Mono Lake is a promising place to look for extremophilic behavior. The waters there have high levels of arsenic and a productive ecosystem based on brine shrimp that thrives despite arsenic's poisonous nature. The temptation to see just how well-adjusted that ecosystem is to elemental arsenic is understandable. Felisa Wolfe-Simon led a research team to investigate this possibility and claimed to have found the bacteria GFAJ-1 substituting phosphorous for arsenic. The claim, more specifically, indicated that the bacteria was able to incorporate small amounts of arsenic in place of phosphorous in the bacteria's DNA and do so successfully, making it the first known lifeform on Earth to do this. The results were published in Science in December of 2010 and quickly caused consternation among some in the scientific community.
Two papers out now in the journal Science refute this claim, each saying that the evidence is lacking. Rosemary Redfield of the University of British Columbia in Canada found no evidence that GFAJ-1 was taking in and using arsenic in its DNA, saying "mass spectrometry shows that this DNA contains only trace amounts of free arsenate and no detectable covalently-bound arsenate" (ABC News). Tobias Erb of the second paper concludes similarly that "GFAJ-1 is an arsenate-resistant, but still a phosphate dependent bacterium" (ABC News).
Despite these new objections to the validity of Wolfe'Simon's claim, it seems that Felisa Wolfe-Simon is sticking to her guns. As ABC News reports it, Wolfe-Simon stated in an email "There is nothing in the data of these new papers that contradicts our published data, which is also consistent with our current results. Our work continues to build upon our finding of extreme resistance to arsenate toxicity and the unexpected uptake of arsenate in GFAJ-1 cells in the absence of added phosphate."

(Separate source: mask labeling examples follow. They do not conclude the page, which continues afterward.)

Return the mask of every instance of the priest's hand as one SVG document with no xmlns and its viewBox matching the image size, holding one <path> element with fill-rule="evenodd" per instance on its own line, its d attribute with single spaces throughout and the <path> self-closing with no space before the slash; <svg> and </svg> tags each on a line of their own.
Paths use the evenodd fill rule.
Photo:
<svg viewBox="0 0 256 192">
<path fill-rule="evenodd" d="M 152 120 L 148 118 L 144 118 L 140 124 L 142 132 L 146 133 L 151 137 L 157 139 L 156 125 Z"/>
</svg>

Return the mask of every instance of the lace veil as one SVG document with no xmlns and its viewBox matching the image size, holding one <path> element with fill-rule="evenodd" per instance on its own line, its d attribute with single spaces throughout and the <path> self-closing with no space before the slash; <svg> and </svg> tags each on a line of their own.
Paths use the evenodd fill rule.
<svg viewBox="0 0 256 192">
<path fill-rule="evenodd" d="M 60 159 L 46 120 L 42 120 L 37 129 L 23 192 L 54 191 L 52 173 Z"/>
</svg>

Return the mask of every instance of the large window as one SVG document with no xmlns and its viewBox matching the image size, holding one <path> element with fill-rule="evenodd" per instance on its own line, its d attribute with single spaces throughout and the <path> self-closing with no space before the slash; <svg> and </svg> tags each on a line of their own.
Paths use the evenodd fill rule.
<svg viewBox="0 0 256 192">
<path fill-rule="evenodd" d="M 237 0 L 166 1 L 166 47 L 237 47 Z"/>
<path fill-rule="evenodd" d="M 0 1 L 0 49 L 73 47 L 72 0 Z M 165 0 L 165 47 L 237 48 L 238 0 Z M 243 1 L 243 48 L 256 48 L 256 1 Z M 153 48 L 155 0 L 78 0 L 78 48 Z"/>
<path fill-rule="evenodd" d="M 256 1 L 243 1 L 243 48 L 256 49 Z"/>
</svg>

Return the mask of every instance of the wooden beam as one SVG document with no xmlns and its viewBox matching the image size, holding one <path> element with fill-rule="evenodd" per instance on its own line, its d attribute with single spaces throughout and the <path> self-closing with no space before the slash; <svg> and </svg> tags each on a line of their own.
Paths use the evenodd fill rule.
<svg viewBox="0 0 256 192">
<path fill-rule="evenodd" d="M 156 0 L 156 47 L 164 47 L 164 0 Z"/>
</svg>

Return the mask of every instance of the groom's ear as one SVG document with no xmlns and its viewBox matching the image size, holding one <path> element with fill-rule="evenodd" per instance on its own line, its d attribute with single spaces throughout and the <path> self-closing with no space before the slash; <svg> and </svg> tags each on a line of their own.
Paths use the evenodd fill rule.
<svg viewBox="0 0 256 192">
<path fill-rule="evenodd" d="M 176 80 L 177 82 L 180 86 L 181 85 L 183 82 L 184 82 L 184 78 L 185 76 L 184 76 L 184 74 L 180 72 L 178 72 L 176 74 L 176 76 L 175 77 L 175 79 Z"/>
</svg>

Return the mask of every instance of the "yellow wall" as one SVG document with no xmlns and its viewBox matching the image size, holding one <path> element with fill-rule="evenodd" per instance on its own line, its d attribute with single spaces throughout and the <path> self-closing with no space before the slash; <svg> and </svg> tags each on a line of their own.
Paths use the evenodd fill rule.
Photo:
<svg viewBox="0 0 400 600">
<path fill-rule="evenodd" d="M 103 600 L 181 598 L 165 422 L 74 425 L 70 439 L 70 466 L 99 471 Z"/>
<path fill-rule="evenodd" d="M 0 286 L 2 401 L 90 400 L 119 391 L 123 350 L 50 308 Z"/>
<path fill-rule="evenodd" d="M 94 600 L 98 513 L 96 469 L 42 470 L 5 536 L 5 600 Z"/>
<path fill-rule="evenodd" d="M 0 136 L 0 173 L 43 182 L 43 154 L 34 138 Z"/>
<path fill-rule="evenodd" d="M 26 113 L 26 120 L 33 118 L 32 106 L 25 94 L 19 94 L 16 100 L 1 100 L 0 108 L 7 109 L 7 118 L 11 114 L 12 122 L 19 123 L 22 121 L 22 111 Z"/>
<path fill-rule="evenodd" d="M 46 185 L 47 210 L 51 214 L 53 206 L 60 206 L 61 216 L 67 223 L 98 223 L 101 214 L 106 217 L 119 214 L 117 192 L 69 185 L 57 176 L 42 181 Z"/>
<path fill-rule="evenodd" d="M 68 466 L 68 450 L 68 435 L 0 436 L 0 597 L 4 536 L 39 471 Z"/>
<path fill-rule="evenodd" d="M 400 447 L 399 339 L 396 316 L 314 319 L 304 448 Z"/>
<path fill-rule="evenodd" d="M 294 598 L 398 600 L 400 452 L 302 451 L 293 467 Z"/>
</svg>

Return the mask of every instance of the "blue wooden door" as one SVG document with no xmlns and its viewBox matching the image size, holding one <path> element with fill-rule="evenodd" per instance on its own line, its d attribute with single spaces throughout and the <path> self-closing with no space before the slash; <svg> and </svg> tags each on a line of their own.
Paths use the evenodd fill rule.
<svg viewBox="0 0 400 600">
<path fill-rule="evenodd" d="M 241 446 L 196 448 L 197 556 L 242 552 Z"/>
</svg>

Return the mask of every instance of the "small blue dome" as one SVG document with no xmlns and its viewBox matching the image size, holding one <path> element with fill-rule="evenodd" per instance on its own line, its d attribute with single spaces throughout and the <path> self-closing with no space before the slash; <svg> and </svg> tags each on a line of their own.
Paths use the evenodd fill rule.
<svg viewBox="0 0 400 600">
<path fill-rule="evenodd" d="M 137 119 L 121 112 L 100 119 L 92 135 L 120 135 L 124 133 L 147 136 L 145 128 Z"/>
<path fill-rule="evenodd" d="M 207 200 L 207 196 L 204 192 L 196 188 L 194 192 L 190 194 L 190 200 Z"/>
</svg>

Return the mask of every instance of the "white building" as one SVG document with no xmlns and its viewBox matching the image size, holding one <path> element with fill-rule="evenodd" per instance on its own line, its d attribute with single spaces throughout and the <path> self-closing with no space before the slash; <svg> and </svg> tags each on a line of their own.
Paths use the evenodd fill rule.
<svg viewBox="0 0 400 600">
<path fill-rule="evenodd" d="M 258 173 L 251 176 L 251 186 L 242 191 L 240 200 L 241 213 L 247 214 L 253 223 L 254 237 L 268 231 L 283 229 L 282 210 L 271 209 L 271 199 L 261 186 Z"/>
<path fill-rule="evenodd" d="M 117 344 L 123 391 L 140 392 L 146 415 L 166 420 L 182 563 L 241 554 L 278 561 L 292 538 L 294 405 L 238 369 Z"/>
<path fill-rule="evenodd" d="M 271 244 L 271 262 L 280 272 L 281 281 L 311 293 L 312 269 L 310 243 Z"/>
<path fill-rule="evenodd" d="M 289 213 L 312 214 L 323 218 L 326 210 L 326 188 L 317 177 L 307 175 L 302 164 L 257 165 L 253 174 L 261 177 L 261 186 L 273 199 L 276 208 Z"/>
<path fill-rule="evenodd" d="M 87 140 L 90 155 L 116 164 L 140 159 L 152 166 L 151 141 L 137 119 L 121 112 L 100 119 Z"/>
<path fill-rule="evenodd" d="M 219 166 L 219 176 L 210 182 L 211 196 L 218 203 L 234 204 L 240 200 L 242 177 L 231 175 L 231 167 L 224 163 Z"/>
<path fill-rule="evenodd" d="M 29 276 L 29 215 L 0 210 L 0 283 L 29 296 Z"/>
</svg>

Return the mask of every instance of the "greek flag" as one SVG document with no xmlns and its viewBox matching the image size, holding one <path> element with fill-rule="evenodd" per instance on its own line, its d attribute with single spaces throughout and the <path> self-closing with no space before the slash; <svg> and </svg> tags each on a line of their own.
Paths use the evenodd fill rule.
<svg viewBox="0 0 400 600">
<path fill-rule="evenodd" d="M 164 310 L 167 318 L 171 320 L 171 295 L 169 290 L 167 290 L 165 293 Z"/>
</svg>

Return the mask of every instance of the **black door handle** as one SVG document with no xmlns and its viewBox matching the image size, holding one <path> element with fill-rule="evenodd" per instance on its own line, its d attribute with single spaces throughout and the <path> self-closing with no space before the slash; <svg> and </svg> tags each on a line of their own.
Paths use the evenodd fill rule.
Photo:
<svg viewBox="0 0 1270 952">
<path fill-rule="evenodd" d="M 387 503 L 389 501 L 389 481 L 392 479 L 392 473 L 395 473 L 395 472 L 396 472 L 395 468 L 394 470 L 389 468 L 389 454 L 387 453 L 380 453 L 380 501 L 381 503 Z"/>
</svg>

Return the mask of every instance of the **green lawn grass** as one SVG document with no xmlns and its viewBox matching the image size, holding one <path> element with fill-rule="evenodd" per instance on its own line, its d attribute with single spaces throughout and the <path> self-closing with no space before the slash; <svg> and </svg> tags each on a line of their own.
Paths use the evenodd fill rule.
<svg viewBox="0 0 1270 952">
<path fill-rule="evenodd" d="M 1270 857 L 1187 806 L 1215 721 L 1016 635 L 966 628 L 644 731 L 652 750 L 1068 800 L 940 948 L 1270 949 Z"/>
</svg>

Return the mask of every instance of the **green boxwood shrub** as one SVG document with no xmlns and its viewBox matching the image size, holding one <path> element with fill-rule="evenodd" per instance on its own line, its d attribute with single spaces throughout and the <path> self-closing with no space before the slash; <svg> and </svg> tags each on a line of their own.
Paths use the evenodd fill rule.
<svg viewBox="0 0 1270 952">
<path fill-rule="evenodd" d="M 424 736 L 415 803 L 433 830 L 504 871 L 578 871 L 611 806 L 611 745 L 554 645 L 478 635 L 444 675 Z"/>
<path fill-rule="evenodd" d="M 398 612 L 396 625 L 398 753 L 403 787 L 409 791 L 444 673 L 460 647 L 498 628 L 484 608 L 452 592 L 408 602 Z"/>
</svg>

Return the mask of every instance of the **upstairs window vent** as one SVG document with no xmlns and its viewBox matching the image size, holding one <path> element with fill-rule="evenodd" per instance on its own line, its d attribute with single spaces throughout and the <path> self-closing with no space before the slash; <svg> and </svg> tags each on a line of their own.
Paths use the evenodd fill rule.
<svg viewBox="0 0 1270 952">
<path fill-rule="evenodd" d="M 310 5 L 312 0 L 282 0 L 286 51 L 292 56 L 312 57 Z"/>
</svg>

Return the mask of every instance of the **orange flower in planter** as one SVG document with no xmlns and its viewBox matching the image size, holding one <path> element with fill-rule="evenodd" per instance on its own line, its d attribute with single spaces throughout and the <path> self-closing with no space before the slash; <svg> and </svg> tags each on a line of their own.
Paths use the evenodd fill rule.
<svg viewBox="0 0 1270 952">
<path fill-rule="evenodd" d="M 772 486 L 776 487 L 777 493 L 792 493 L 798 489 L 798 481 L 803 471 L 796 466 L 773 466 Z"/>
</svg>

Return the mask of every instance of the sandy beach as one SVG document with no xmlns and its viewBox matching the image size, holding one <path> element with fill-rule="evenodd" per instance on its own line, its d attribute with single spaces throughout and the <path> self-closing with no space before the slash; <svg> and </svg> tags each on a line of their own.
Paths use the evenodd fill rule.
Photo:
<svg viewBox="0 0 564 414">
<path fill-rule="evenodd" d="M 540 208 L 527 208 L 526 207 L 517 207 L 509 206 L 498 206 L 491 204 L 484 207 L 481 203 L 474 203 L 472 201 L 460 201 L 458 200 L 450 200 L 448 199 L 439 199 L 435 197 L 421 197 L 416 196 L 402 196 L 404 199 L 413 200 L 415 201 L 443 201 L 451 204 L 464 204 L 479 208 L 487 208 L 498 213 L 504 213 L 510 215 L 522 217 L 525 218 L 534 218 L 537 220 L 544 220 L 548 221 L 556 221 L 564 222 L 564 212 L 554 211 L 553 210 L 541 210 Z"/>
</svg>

The overall conclusion to GFAJ-1's arsenic drama lies int he future still. Science, which is the systematic investigation of the truth, must go through these phases of contradiction. However, it seems that GFAJ-1's powers involving arsenic may have been exaggerated. The prospect of organisms with arsenic-laced DNA on Earth or elsewhere in the galaxy seems exotic and still holds interesting implications for how life can express itself. perhaps one day we will see such a thing.